‘Open Doors: Princeton Graduate School’

‘Open Doors: Princeton Graduate School’

October 9, 2019 0 By Stanley Isaacs



JARED CROOKS: It was my first
time attending High Table. And not knowing what to expect,
I thought it was really fascinating because you
had a chance to mingle and talk with people from
all over the campus. My name is Jared
Aldwin Crooks. I was an undergraduate
here last year. In fact, I graduated in 2011
in the astrophysics department.
And now I’m back in as
a graduate student. We had this fascinating talk by
Professor Gmachl who talked about her work through
electrical engineering. And even though I’m doing policy
here at the Woodrow Wilson School, I went because
High Table really gives you that chance to just spread
your knowledge out and collaborate with others and
make collaborations. CLAIRE GMACHL: I’m
Claire Gmachl. I’m a professor of electrical
engineering here at Princeton University.
I really enjoyed the invitation
to the Princeton graduate school High Table.
What impressed me most was the
breadth of students that came. There were not just engineering
students or science students, but students
across disciplines that came and asked interesting
questions. DAVID REDMAN: The graduate
school at Princeton University is comprised of four major
academic divisions: the humanities, the social
sciences, the natural sciences, and the School of
Engineering and Applied Science.

We have, in addition, two other
professional schools, Woodrow Wilson School of Public
and International Affairs and the School
of Architecture. JENNIFER HUYNH: My name
is Jennifer Huynh. I’m a PhD student in
the Department of Sociology at Princeton.
The environment here is very
collegial rather than competitive.
Students have access to multiple
departments to take courses in.
So, even though I’m a student
in the sociology department, I’ve taken courses in political
science, economics, the Woodrow Wilson School
of Public Policy. So, there’s this wonderful
cross-fertilization of ideas. Professors and faculty are very
open to discussing with you your academic interests.
NICOLE SHELTON: I think just in
terms of general research, I always tell my students
to think big.
This is an opportunity for you
to explore whatever it is that you want to do.
And Princeton is a great place
for you to do that. And so, I encourage them
to shoot for the stars. ROBERT KASTER: What to tell
you about Princeton? It is for people in my field,
for people in the humanities, the best working environment
I have ever experienced in higher education.
It is supportive.
It is well-endowed
with resources. And it attracts people who love
what they’re doing, who in terms of the faculty
love to teach. No one comes to Princeton to
teach in the humanities who does not enjoy having contact
with students. And that, I think, is the single
strongest aspect of having your education
at Princeton.
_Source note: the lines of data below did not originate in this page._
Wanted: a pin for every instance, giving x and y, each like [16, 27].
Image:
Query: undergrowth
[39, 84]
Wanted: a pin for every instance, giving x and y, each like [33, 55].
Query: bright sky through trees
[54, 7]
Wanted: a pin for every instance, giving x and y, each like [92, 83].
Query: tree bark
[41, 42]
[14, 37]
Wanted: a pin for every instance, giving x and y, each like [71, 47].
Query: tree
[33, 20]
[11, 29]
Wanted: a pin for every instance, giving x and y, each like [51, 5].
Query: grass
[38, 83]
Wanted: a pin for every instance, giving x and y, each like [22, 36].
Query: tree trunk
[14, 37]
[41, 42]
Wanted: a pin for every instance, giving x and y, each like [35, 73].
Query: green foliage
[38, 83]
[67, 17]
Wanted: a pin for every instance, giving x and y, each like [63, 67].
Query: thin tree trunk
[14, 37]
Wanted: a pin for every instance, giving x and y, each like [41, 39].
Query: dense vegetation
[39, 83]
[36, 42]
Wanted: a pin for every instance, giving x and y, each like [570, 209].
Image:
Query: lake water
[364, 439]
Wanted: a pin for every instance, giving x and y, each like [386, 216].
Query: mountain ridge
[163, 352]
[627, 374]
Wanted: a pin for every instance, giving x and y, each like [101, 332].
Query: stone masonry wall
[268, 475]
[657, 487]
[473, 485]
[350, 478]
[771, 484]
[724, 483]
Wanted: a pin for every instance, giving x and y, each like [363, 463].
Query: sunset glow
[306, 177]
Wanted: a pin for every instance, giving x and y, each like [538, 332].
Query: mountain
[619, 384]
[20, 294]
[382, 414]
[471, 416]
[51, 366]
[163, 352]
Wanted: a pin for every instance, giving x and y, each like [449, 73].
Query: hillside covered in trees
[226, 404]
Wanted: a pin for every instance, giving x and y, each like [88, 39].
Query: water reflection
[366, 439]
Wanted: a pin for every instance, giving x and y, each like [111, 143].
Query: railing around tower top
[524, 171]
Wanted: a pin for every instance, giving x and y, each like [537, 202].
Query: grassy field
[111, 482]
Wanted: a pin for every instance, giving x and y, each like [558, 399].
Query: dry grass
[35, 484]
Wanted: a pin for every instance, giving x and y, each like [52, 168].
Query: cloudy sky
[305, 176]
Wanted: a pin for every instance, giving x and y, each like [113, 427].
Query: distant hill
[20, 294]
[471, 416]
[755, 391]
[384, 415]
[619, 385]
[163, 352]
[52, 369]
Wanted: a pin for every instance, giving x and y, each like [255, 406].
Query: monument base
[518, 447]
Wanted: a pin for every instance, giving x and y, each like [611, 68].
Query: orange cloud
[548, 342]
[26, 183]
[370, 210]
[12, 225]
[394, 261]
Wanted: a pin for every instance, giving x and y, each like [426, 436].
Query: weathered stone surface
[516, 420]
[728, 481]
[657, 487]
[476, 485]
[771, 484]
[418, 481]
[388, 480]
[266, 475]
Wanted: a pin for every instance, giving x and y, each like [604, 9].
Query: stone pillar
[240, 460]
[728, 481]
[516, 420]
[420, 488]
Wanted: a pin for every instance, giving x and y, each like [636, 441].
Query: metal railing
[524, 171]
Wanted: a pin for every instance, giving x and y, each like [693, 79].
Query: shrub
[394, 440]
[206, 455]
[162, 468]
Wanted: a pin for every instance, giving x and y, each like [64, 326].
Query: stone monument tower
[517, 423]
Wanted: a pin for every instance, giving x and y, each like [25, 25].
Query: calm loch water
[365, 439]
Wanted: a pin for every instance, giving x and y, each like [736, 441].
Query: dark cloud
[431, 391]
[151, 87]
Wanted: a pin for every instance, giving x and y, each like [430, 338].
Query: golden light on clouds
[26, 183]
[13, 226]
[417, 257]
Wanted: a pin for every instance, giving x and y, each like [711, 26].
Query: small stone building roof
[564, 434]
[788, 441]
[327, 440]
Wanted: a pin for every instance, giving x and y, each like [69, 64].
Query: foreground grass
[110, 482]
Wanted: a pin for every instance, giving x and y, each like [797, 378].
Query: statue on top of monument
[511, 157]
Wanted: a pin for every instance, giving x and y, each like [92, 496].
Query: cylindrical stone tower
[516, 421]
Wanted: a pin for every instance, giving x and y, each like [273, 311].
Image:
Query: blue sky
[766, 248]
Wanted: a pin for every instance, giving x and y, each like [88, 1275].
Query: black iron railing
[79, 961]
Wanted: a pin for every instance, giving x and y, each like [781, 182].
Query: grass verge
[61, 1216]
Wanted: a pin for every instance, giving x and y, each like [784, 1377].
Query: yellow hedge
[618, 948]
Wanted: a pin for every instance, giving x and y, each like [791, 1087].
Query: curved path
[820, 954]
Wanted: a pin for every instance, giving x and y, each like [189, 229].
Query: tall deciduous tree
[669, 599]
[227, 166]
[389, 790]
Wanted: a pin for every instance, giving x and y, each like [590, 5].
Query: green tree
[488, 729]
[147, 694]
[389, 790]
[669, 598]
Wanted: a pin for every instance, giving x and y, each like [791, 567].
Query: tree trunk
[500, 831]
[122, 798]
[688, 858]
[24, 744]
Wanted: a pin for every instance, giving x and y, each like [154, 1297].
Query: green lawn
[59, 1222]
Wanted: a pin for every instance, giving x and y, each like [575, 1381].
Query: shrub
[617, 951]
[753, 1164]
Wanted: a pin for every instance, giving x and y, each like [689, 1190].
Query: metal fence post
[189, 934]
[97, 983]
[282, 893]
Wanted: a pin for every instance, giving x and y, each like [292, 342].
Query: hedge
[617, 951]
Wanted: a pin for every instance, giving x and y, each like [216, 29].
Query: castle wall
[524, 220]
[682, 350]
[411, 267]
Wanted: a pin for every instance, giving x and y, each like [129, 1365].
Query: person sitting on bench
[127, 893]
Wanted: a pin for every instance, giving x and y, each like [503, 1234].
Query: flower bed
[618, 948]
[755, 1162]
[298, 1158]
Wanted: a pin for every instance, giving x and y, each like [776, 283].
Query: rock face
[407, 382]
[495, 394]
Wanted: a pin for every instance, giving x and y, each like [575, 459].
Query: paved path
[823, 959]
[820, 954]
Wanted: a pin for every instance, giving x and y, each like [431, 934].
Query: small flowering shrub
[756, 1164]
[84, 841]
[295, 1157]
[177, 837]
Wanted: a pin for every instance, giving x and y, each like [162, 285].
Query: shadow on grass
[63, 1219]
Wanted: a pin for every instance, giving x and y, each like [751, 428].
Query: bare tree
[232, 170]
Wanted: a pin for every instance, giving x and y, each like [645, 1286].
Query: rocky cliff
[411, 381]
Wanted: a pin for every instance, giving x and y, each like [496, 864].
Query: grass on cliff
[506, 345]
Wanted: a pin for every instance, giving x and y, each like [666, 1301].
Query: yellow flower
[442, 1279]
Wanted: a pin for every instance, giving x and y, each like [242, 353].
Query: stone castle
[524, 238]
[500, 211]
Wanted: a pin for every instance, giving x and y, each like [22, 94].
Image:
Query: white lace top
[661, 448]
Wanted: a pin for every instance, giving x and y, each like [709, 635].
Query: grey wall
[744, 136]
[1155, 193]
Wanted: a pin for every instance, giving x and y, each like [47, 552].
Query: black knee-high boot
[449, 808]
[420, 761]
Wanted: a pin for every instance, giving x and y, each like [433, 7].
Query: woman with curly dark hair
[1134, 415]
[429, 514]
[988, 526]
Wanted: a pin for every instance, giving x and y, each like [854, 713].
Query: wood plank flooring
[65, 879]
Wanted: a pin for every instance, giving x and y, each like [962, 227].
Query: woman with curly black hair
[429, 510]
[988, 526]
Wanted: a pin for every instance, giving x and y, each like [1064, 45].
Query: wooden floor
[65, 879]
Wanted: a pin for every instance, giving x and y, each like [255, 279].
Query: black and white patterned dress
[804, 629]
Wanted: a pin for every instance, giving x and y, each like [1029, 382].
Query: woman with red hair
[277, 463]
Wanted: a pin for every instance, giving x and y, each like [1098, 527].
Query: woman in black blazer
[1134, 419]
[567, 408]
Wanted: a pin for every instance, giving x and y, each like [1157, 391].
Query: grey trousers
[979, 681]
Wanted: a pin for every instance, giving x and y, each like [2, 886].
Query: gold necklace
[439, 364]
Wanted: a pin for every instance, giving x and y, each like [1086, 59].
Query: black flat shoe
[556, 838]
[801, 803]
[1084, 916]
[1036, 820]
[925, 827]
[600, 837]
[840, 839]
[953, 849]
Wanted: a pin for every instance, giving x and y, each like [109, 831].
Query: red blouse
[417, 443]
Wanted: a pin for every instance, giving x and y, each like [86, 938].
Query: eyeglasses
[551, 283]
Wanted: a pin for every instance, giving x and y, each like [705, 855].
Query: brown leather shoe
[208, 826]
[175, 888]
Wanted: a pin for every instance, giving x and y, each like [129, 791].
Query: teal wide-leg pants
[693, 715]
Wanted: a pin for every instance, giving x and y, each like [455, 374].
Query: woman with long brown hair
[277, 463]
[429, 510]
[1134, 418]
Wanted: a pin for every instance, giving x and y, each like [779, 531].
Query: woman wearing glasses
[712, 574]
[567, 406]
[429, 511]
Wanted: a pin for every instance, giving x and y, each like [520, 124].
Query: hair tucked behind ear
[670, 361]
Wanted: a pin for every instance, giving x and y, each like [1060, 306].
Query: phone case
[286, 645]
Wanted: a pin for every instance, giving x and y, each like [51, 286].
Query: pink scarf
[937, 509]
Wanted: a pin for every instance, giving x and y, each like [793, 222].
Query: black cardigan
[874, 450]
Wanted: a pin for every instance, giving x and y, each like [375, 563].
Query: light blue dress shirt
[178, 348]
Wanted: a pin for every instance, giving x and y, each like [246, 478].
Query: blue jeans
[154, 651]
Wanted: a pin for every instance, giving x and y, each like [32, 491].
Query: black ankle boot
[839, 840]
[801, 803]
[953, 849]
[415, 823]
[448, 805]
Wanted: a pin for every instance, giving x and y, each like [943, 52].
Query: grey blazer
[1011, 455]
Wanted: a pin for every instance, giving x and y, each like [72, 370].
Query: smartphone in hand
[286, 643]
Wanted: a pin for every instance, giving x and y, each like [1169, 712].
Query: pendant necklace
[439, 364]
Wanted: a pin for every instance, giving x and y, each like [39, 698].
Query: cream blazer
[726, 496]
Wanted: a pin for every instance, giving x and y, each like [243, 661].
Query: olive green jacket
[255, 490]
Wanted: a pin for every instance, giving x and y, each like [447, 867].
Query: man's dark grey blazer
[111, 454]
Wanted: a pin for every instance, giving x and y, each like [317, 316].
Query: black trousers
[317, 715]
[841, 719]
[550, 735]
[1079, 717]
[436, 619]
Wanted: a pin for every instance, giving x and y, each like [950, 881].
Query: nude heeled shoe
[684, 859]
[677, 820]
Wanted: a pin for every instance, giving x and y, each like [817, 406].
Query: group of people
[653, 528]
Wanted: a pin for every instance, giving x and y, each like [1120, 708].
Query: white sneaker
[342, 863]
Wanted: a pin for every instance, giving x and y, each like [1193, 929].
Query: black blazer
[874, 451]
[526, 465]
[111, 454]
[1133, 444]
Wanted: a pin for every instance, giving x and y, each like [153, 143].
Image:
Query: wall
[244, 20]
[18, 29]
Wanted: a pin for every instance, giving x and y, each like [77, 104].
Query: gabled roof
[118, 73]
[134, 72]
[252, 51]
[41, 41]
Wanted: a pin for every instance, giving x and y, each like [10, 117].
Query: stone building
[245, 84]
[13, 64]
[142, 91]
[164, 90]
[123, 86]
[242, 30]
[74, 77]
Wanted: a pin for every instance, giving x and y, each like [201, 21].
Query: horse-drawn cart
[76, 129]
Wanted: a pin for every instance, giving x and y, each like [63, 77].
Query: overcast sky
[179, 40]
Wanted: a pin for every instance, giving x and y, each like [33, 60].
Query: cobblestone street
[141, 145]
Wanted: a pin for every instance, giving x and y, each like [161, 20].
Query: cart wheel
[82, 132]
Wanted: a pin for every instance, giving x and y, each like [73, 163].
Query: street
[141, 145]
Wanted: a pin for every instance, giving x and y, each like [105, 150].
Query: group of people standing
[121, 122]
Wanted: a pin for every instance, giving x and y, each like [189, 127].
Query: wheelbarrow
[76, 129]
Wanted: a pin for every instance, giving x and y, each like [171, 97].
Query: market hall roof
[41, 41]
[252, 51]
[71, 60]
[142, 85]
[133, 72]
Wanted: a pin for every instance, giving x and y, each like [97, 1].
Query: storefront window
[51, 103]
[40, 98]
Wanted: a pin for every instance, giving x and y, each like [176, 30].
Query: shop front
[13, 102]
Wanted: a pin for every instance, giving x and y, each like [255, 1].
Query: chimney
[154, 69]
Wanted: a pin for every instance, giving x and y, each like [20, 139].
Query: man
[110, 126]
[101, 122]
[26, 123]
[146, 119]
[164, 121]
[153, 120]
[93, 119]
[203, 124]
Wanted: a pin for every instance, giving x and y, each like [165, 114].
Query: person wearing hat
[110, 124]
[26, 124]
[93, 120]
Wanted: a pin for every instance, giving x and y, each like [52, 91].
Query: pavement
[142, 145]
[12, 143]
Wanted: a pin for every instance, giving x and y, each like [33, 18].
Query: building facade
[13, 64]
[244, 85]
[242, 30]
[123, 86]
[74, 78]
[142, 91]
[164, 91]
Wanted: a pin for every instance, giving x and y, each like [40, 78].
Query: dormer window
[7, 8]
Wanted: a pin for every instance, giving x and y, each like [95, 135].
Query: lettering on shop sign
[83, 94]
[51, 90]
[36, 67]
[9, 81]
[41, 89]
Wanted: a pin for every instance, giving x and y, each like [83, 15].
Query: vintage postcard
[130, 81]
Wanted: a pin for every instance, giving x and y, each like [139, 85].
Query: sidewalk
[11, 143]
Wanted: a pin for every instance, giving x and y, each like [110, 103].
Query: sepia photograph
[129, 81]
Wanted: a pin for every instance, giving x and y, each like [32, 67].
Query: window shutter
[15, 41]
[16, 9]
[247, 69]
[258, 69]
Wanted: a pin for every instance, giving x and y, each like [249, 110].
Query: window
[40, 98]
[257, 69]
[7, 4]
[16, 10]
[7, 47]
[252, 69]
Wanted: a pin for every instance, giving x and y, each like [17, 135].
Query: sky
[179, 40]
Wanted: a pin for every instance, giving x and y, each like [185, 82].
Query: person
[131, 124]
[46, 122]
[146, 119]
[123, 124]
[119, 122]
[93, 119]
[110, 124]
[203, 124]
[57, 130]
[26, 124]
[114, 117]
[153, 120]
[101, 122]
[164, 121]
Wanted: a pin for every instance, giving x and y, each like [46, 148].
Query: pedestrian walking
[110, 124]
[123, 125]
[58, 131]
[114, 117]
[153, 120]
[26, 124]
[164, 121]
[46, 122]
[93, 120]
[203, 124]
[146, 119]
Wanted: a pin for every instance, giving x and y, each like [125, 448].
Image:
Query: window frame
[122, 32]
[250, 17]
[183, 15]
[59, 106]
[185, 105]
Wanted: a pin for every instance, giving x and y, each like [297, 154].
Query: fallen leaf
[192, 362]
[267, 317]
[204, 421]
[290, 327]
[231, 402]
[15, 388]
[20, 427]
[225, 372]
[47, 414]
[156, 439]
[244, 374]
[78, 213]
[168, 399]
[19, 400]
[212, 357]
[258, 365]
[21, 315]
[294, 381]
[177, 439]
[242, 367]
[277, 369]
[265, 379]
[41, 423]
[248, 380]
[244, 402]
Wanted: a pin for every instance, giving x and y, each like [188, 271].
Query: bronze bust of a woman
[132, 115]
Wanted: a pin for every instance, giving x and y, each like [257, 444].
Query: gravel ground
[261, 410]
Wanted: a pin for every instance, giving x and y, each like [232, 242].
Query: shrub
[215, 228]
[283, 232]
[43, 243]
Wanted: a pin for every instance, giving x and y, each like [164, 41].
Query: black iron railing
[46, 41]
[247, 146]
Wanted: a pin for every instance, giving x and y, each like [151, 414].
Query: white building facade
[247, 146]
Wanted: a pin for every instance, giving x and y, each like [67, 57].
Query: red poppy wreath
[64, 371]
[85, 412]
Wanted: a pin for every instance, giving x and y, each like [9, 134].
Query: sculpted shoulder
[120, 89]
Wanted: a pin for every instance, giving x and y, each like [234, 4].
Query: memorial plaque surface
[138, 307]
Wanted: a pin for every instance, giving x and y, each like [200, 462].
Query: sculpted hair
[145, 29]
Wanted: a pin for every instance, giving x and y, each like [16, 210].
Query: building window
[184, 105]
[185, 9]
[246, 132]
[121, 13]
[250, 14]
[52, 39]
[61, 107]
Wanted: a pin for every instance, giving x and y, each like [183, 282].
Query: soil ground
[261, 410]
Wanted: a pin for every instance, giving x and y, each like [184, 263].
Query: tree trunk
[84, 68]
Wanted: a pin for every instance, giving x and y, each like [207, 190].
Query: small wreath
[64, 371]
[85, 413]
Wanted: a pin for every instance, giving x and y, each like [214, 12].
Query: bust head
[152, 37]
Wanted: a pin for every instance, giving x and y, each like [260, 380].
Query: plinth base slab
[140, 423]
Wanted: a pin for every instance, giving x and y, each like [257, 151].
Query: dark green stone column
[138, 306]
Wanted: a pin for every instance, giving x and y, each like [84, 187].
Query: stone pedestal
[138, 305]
ANNE-MARIE SLAUGHTER: One of
the things I love about Princeton is the combination of
a university that has been here for hundreds of years
with state-of-the-art technology and education.
We have lots of traditions
that we’re very proud of. One of them, for instance, for
graduate students is High Table at the graduate college
where faculty members like me go and present and then
talk to students at dinner, at High Table.
So, it’s that combination of the
old and the new that gives this place its special
character. One of the most wonderful
traditions is really the hooding ceremony.
It is possible for the dean to
hood every single student the day before graduation.
So, there’s a marvelous ceremony
with all the friends and family in the audience where
each student in academic gowns comes up to the stage,
their name is called out. And as dean, I would put that
hood over that student’s head knowing that student and knowing
something about where he or she had come from and
where they’re going. CLAIRE GMACHL: I think it’s a
wonderful graduate school. I was so impressed by the depth
of the questions and the breadth of the questions
that the students asked at the High Table.
I think it’s a wonderful
reflection of our student body.
JARED CROOKS: If a school
doesn’t have the mentors that you need, then come to
Princeton because we have them all.
That’s all I have to
say on that one.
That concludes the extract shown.